Dec 22

Eat Your Water

Summertime heat and playing outdoors increases your bodies need for water. It can be hard to get your 8-12 glasses a day, especially if you don’t like the taste of your water or you’d rather reach for your soda.  Here are some fun ways to add more H2O to your diet.

 If you don’t like to drink plain water, eating more watery foods is a good strategy. During the  summer eat foods like melons, plums, and peaches to help increase your water intake.

Freeze 100% fruit juice and bits of real fruit in ice cube trays and add them to water.

If you’re trying to drink more, consider upping your water intake gradually.  Try increasing one cup at a time to allow your body to adjust. Otherwise you may feel waterlogged and will be running to the bathroom every 15 minutes.

Dec 22

7 Ways to Win the Desk Diet

7 Ways to Win the Desk Diet

DESK-JOB DIETERS HAVE A COMMON CONCERN:  HOW AM I SUPPOSED TO LOSE WEIGHT WHEN IʼM SITTING IN FRONT OF A COMPUTER ALL DAY?

This can be a big problem for many individuals.  Proper nutrition is key in losing or maintain­ing weight with a sedentary, working lifestyle.  Weight control is a simple equation in nutrition terms.  Calories in = Calories out.  If calories in is greater than calories out you will gain weight, and vice versa.  Here are some simple suggestions to help win the desk diet battle.

Snack wisely.  A lot of individuals tend to snack while working on the computer or watching television.  If you are one of those people, keep healthy snacks available at all times.

Drink Up.  Keep water at your desk.  Water quells the appetite, and it is healthy for you.

Plan Lunch.  Do not skip meals.  Cravings tend to creep up on us when we forget to eat regular meals.
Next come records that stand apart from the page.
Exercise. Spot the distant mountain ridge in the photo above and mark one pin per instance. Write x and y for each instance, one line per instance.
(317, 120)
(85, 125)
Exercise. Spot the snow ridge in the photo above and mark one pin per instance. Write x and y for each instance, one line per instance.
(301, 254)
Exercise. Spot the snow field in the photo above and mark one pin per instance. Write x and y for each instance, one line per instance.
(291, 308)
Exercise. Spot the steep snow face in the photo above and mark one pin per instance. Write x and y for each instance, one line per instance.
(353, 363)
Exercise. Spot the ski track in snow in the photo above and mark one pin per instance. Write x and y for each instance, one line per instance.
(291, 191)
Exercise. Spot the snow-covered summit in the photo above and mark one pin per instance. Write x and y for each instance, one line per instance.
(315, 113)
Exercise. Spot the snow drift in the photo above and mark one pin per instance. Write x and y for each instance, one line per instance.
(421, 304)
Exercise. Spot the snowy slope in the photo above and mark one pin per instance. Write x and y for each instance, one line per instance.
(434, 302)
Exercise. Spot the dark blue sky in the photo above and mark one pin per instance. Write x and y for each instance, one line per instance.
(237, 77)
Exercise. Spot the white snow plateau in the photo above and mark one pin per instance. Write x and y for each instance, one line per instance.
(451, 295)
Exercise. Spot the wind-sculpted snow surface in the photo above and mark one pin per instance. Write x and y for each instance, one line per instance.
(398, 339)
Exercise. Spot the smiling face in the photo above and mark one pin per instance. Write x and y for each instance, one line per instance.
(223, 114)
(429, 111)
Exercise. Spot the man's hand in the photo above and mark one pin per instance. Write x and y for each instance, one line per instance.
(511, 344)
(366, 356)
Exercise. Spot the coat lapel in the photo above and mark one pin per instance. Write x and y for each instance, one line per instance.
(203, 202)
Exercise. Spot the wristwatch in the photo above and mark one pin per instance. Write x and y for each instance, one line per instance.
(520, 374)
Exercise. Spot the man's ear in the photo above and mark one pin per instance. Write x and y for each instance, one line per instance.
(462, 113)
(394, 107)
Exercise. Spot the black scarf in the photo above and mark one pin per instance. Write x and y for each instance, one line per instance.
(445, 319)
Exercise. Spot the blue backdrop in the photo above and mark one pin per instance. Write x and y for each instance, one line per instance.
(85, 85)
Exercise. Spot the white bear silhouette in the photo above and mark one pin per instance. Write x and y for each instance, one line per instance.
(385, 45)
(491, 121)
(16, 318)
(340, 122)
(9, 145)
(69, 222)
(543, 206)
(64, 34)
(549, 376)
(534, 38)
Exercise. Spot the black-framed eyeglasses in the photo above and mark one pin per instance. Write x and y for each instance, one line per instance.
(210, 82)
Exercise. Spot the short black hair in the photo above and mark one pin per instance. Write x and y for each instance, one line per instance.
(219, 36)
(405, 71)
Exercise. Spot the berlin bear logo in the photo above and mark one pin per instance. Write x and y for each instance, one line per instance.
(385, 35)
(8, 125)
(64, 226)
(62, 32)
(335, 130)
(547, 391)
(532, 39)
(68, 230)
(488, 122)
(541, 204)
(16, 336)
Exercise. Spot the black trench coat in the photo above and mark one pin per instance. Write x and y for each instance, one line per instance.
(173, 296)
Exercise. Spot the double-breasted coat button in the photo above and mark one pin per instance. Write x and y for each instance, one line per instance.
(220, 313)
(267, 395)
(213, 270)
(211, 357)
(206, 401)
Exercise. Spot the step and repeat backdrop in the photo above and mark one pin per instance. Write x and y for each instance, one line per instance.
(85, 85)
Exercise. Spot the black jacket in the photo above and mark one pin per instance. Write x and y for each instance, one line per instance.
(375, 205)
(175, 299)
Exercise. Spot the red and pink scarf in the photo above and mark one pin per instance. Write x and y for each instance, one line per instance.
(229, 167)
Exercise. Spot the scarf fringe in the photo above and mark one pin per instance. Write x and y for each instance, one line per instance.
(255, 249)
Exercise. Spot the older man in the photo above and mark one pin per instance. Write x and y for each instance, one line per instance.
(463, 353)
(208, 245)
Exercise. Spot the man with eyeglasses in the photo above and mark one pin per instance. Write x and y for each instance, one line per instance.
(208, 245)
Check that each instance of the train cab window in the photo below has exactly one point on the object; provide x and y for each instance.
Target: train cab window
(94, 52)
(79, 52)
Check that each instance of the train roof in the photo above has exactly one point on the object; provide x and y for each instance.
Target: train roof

Move.  Moving at least 10-15 minutes per day at an elevated heart rate is a great start.  Use the stairs, park at the far end of parking lots, or walk to lunch.  The key to moving is to move, start today!

Exercise dur­ing off hours.  If you live close to work, try walking or riding a bike.  Exercise at home or a fitness club in the morning or just after work.
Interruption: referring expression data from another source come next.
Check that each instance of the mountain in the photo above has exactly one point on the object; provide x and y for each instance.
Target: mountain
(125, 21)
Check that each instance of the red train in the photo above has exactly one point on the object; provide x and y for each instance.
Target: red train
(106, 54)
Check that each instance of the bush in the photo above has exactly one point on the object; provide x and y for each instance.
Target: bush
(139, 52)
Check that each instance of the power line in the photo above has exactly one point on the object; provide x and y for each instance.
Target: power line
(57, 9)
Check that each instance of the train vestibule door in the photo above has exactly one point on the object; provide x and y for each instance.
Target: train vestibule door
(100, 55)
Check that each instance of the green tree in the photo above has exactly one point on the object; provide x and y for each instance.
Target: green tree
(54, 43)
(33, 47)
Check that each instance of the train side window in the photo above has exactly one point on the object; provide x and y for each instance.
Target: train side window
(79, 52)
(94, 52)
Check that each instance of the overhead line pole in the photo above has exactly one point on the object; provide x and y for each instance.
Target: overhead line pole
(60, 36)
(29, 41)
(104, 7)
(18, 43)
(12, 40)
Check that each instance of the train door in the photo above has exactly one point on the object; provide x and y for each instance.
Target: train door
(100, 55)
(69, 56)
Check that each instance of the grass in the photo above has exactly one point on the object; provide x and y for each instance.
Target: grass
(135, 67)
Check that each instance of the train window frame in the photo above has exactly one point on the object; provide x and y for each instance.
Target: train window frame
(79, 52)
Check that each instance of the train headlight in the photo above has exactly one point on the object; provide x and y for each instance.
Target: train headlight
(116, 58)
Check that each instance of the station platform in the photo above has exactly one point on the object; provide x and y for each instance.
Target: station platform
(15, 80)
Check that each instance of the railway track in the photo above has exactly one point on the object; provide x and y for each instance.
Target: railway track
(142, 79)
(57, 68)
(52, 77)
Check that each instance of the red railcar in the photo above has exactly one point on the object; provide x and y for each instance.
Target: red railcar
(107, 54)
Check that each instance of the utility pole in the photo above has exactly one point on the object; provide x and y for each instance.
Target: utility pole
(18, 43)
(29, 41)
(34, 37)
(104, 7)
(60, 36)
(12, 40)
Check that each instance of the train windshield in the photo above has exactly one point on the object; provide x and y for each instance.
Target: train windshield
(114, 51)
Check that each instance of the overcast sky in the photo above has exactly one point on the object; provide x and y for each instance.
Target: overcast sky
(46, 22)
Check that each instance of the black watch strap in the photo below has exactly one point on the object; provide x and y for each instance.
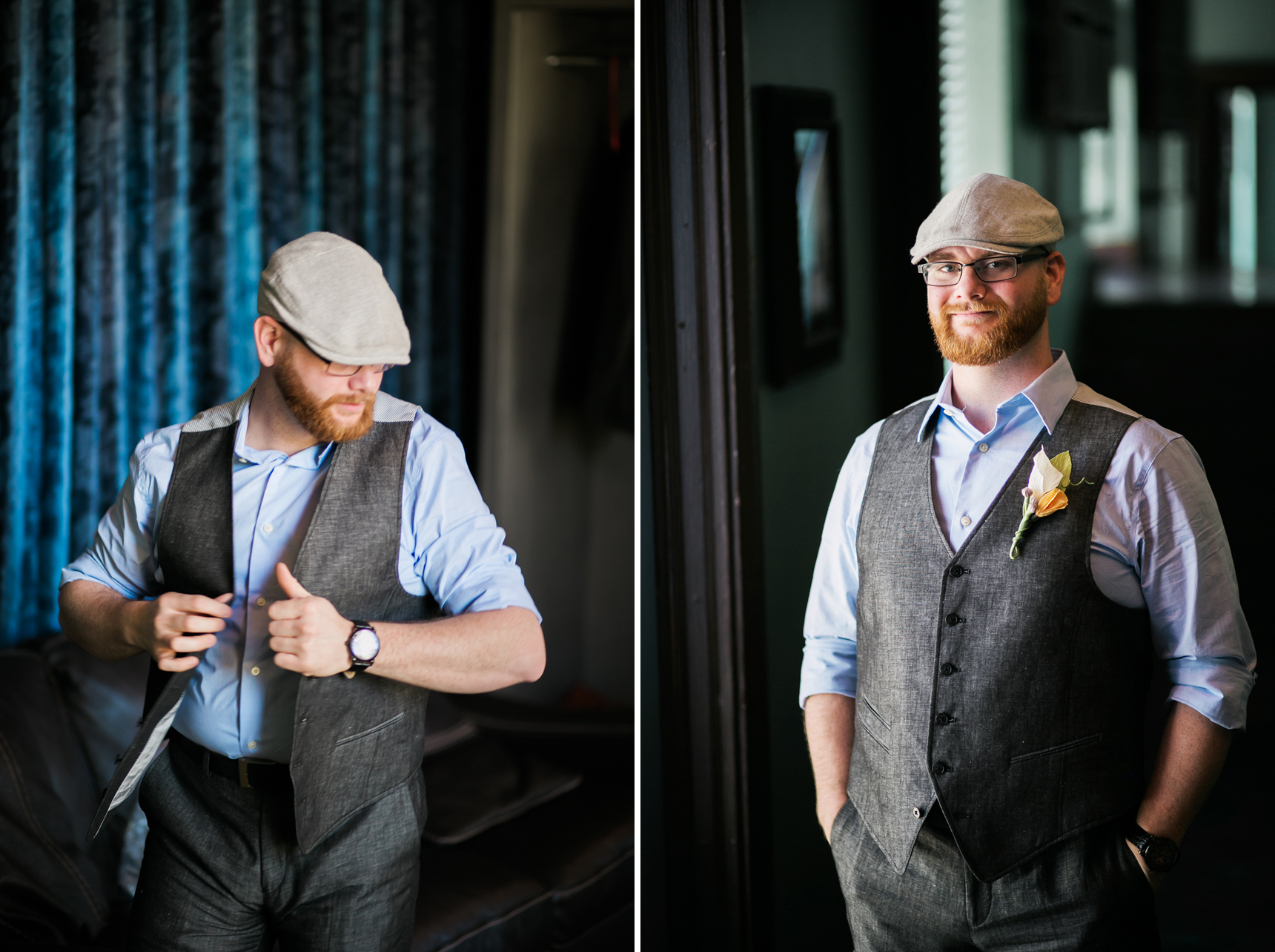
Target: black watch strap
(1159, 853)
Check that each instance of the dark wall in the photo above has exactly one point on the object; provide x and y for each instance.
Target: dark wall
(153, 154)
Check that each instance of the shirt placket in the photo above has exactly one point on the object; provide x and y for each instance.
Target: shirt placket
(256, 635)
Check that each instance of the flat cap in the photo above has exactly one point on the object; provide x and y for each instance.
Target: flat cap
(334, 294)
(988, 212)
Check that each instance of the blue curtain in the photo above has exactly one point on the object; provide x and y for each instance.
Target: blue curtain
(153, 153)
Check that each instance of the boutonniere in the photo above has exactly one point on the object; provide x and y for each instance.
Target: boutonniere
(1043, 495)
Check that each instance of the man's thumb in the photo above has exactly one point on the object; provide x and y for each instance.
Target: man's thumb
(290, 584)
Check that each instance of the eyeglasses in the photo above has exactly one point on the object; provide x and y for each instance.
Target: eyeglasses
(337, 370)
(988, 269)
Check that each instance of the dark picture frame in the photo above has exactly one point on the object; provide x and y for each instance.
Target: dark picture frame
(798, 228)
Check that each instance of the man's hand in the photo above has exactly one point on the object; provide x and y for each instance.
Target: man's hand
(308, 635)
(1154, 879)
(170, 626)
(830, 734)
(827, 807)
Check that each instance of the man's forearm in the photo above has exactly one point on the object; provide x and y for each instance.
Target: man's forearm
(830, 734)
(1191, 755)
(97, 618)
(464, 654)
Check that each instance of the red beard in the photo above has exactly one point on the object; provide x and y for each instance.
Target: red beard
(315, 414)
(1014, 329)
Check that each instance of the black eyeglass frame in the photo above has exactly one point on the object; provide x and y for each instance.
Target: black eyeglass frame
(1019, 259)
(384, 367)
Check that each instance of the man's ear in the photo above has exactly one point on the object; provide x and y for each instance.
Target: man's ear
(269, 338)
(1055, 271)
Find Help With friends.  Everyone has heard that “ Two Heads Are Better Than One.”  This saying goes for exercising as well.  Fitness can be a lot of fun when you involve others around you.  Get a coworker active or take your spouse or children to the gym with you.

Use Your Tools.  This means to be creative.  Trade in your work chair for a fitness ball  This will do wonders for your posture.  We cannot carry a treadmill or weights around with us to use anytime, so give yourself options.  Research exercising tips while on your computer, plan your meals each day, get encouragement from those you work with and your family.  Most importantly, make a com­mitment.  Changing your lifestyle is not easy, but living a high energy lifestyle is worth all the work.  Do not forget to reward yourself.  Good luck, remember to have fun and enjoy life.

Dec 21

Beat Sore Muscles

Beat Muscle Soreness

Delayed onset muscle soreness is expected in the 24 to 48 hours following a challenging strength workout. It’s in the time following exercise that the muscles repair themselves and get stronger. If you are experiencing excessive muscle soreness, try one or all of these solutions.

  1. Perform a longer warm up.
  2. Stretch longer at the end of your workout.
  3. Drink more water.
  4. Take a hot shower.
  5. Rest longer in between workouts.

If muscle soreness still persists, try this stretching exercise.

  1. While timing yourself, hold the muscles that are sore in a constant stretch for one whole minute.
  2. Relax the same muscle group for one full minute.
  3. Repeat steps one and two twice more, so that you have performed the stretch/rest periods three times. This exercise will take six minutes per muscle group, which seems like a lot of time, but the outcome is worth it.